1. The child’s benefit

One of the first things I noticed when I started doing comparative welfare state stuff was that some places in the world conceptualize benefits for families with children — paid leave, child care, child allowance — as belonging to the children themselves. In US discourse, all of these benefits (which don’t yet exist) are conceptualized as belonging to the parents.

Insofar as such benefits help both parents and children, either emphasis can make sense. But it’s notable that in every other situation — such as with the elderly, the disabled, or the unemployed — we think of the welfare benefits as belonging to the targeted population even though those benefits obviously help the family members of the targeted population as well.
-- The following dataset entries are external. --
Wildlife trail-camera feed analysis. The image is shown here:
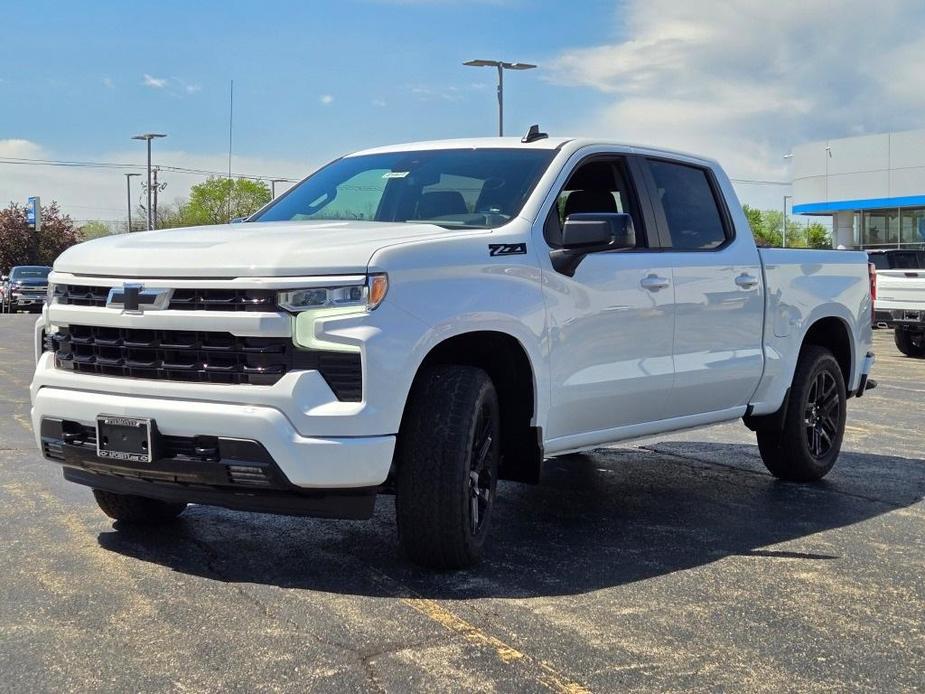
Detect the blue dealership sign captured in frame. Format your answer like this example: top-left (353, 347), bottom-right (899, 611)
top-left (26, 196), bottom-right (41, 231)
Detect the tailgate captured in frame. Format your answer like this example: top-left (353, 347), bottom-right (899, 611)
top-left (876, 270), bottom-right (925, 309)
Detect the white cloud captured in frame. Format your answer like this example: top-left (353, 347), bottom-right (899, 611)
top-left (548, 0), bottom-right (925, 208)
top-left (0, 139), bottom-right (312, 225)
top-left (372, 98), bottom-right (387, 107)
top-left (142, 74), bottom-right (168, 89)
top-left (142, 74), bottom-right (202, 97)
top-left (320, 94), bottom-right (334, 105)
top-left (102, 77), bottom-right (114, 89)
top-left (410, 85), bottom-right (464, 102)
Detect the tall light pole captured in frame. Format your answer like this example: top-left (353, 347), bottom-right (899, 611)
top-left (132, 133), bottom-right (167, 230)
top-left (124, 173), bottom-right (140, 232)
top-left (783, 194), bottom-right (793, 248)
top-left (270, 178), bottom-right (287, 199)
top-left (463, 59), bottom-right (537, 136)
top-left (782, 152), bottom-right (794, 248)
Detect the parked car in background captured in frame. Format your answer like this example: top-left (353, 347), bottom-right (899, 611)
top-left (1, 266), bottom-right (52, 313)
top-left (869, 249), bottom-right (925, 357)
top-left (32, 135), bottom-right (874, 568)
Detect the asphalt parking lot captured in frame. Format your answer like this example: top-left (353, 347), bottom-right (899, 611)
top-left (0, 313), bottom-right (922, 693)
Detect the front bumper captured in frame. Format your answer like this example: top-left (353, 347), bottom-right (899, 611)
top-left (10, 292), bottom-right (46, 306)
top-left (31, 386), bottom-right (395, 490)
top-left (39, 418), bottom-right (377, 518)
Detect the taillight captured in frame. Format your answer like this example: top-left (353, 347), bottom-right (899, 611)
top-left (868, 262), bottom-right (877, 321)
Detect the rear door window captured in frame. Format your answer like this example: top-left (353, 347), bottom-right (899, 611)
top-left (648, 160), bottom-right (729, 250)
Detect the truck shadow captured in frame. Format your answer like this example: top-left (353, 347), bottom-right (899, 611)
top-left (96, 443), bottom-right (925, 599)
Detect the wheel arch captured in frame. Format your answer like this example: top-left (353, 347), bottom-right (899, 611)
top-left (745, 313), bottom-right (854, 433)
top-left (800, 315), bottom-right (853, 387)
top-left (399, 330), bottom-right (543, 484)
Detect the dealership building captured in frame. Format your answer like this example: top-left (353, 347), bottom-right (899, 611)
top-left (791, 127), bottom-right (925, 250)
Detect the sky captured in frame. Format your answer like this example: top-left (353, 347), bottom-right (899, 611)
top-left (2, 0), bottom-right (925, 225)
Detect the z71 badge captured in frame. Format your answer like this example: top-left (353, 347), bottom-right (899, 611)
top-left (488, 243), bottom-right (527, 257)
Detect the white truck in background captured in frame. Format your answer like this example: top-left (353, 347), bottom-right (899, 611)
top-left (31, 131), bottom-right (875, 568)
top-left (869, 249), bottom-right (925, 357)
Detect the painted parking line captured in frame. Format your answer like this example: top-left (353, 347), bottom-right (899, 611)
top-left (366, 569), bottom-right (591, 694)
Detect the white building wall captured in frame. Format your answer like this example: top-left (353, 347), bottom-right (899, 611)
top-left (791, 128), bottom-right (925, 207)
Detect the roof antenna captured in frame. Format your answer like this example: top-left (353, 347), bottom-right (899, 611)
top-left (521, 124), bottom-right (548, 143)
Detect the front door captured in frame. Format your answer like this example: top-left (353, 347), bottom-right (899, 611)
top-left (541, 155), bottom-right (676, 445)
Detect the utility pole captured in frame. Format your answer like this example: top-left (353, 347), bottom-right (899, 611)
top-left (271, 178), bottom-right (287, 199)
top-left (132, 133), bottom-right (167, 230)
top-left (124, 173), bottom-right (140, 232)
top-left (463, 59), bottom-right (537, 136)
top-left (227, 80), bottom-right (234, 222)
top-left (152, 167), bottom-right (164, 229)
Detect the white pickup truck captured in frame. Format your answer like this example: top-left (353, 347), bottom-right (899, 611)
top-left (870, 249), bottom-right (925, 357)
top-left (31, 133), bottom-right (875, 568)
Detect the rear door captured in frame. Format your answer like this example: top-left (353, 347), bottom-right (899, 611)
top-left (639, 156), bottom-right (765, 417)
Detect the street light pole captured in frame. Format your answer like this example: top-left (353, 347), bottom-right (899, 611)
top-left (782, 152), bottom-right (794, 249)
top-left (783, 194), bottom-right (793, 248)
top-left (124, 173), bottom-right (140, 232)
top-left (132, 133), bottom-right (167, 230)
top-left (463, 59), bottom-right (537, 137)
top-left (496, 64), bottom-right (504, 137)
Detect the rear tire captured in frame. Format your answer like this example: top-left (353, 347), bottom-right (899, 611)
top-left (757, 345), bottom-right (847, 482)
top-left (93, 489), bottom-right (187, 524)
top-left (894, 328), bottom-right (925, 357)
top-left (396, 365), bottom-right (500, 569)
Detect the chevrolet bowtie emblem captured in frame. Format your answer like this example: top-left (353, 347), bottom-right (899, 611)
top-left (106, 284), bottom-right (172, 313)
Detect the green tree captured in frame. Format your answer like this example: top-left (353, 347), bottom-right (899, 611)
top-left (79, 220), bottom-right (116, 241)
top-left (157, 177), bottom-right (271, 228)
top-left (0, 201), bottom-right (82, 271)
top-left (804, 222), bottom-right (832, 249)
top-left (743, 204), bottom-right (781, 247)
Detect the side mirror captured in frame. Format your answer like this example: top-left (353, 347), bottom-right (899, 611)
top-left (0, 275), bottom-right (7, 282)
top-left (550, 212), bottom-right (635, 276)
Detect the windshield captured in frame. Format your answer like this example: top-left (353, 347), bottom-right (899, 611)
top-left (253, 148), bottom-right (556, 229)
top-left (10, 266), bottom-right (50, 280)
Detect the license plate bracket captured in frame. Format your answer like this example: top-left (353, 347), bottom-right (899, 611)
top-left (96, 415), bottom-right (157, 464)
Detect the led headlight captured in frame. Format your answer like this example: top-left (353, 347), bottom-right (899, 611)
top-left (277, 274), bottom-right (388, 313)
top-left (282, 274), bottom-right (388, 353)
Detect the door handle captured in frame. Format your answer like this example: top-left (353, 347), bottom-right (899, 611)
top-left (640, 274), bottom-right (670, 291)
top-left (735, 273), bottom-right (759, 289)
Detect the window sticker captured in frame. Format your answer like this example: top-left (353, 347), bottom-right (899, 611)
top-left (382, 171), bottom-right (411, 179)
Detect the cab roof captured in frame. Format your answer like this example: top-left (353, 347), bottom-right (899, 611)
top-left (347, 136), bottom-right (716, 167)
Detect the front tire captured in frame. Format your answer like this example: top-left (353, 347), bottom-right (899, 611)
top-left (757, 345), bottom-right (847, 482)
top-left (894, 328), bottom-right (925, 357)
top-left (396, 365), bottom-right (500, 569)
top-left (93, 489), bottom-right (187, 524)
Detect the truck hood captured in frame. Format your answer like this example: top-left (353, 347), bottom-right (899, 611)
top-left (54, 220), bottom-right (461, 278)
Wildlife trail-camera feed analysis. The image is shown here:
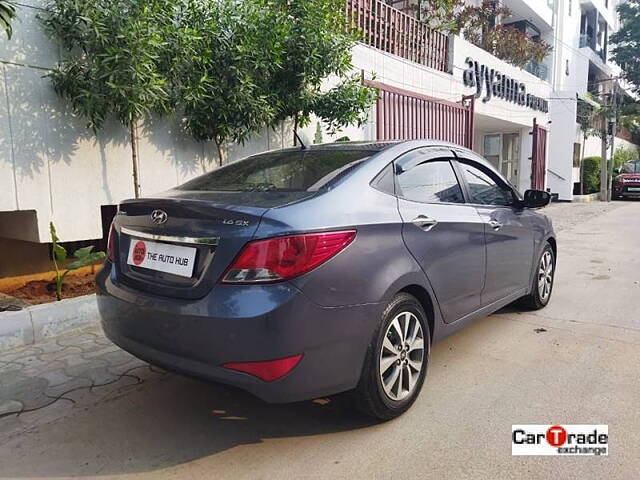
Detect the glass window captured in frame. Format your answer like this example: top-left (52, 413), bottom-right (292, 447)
top-left (178, 150), bottom-right (371, 192)
top-left (459, 162), bottom-right (515, 206)
top-left (371, 163), bottom-right (395, 195)
top-left (396, 159), bottom-right (464, 204)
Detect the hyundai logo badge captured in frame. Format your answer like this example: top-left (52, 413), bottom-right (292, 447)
top-left (151, 209), bottom-right (168, 225)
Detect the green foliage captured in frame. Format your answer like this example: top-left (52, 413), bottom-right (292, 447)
top-left (45, 0), bottom-right (375, 168)
top-left (582, 156), bottom-right (602, 194)
top-left (43, 0), bottom-right (172, 131)
top-left (173, 0), bottom-right (376, 156)
top-left (611, 0), bottom-right (640, 94)
top-left (50, 223), bottom-right (105, 301)
top-left (613, 146), bottom-right (640, 170)
top-left (269, 0), bottom-right (376, 135)
top-left (457, 2), bottom-right (552, 67)
top-left (171, 0), bottom-right (285, 163)
top-left (400, 0), bottom-right (465, 33)
top-left (0, 0), bottom-right (15, 40)
top-left (311, 75), bottom-right (378, 135)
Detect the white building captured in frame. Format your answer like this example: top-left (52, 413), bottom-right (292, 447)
top-left (0, 0), bottom-right (634, 278)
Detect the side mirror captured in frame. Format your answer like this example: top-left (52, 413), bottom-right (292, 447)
top-left (522, 189), bottom-right (551, 209)
top-left (614, 167), bottom-right (622, 175)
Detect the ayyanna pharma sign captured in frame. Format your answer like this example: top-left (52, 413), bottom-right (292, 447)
top-left (463, 57), bottom-right (549, 113)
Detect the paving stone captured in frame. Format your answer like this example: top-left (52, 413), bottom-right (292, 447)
top-left (0, 400), bottom-right (23, 416)
top-left (44, 376), bottom-right (93, 399)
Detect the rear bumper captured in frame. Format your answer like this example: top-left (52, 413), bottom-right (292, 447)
top-left (96, 263), bottom-right (381, 403)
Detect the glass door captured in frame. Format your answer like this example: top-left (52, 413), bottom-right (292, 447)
top-left (483, 133), bottom-right (520, 186)
top-left (483, 134), bottom-right (501, 170)
top-left (501, 133), bottom-right (520, 186)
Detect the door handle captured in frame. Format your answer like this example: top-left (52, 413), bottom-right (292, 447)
top-left (488, 220), bottom-right (502, 231)
top-left (411, 215), bottom-right (438, 231)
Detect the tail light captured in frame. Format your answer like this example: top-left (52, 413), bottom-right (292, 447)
top-left (222, 230), bottom-right (356, 283)
top-left (222, 354), bottom-right (303, 382)
top-left (107, 223), bottom-right (116, 262)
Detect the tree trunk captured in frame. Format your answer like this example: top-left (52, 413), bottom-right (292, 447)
top-left (129, 119), bottom-right (141, 199)
top-left (293, 114), bottom-right (299, 147)
top-left (214, 139), bottom-right (225, 167)
top-left (580, 133), bottom-right (587, 196)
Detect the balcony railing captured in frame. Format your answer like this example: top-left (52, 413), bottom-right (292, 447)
top-left (525, 61), bottom-right (549, 81)
top-left (579, 33), bottom-right (606, 62)
top-left (346, 0), bottom-right (450, 73)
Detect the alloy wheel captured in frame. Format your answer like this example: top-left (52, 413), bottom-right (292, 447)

A child allowance can be justified on the basis that children deserve an income just like all the other non-working populations of our country deserve an income.

2. Simple equality

Simple equality provides another justification for child allowances. People focus a lot on pay equality in the US, but relatively less attention is given to the inequalities that result from having to stretch equal pay across unequal numbers of family members. But this inequality can be even more devastating.

A person making $15 an hour who lives alone has a much higher material standard of living than a person making $15 an hour who lives with 3 children. By conventional measures, the solo person is receiving 2 to 4 times as much equivalized income as the person with three children. Put differently, the three-child family is effectively receiving 25 to 50 cents for every dollar the zero-child family receives, despite the fact that the only eligible worker in both families is doing identical market labor.

Insofar as we think income inequality is bad, we must also think that our income distribution should take account of family size, which is what a child allowance does.

3. Enabling family preferences

There is a conceptual difference between trying to incentivize people to have more children (“natalism”) and trying to enable people to have the number of children that they have a freestanding preference for. This gets tricky of course because no preferences are truly freestanding: all are affected by the economic institutions in society. But we know from survey data that people consistently say they want to have, on average, 2.7 children and yet currently manage to have less than 2.

One of the reasons people have fewer children than they would like is the overwhelming cost of raising a child. These costs are especially devastating because peak fertility years are also the years when people are at the lowest rung of their career ladder, meaning they are making relatively low incomes and have relatively little savings.

The coincidence of low incomes, low wealth, and peak fertility years is not a function of nature. It is a function of the way that our capitalist institutions distribute income and wealth in society. A child allowance can be justified as a way of countering the capitalist maldistribution that currently prevents people from having as many (or few) children as they’d like to have.

This latter point also gets at the conceptual incoherence of the whole debate. If an economic regime with a child allowance can be said to promote having children, then can an economic regime without a child allowance be said to discourage having children? Promotion and discouragement are terms that only make sense relative to some baseline, but there is no baseline economic system. Our discourse proceeds as if the factoral income distribution that would obtain under a hypothetical laissez-faire capitalist system is the default and that every alternative distribution is a modification from that default. But that’s extremely stupid.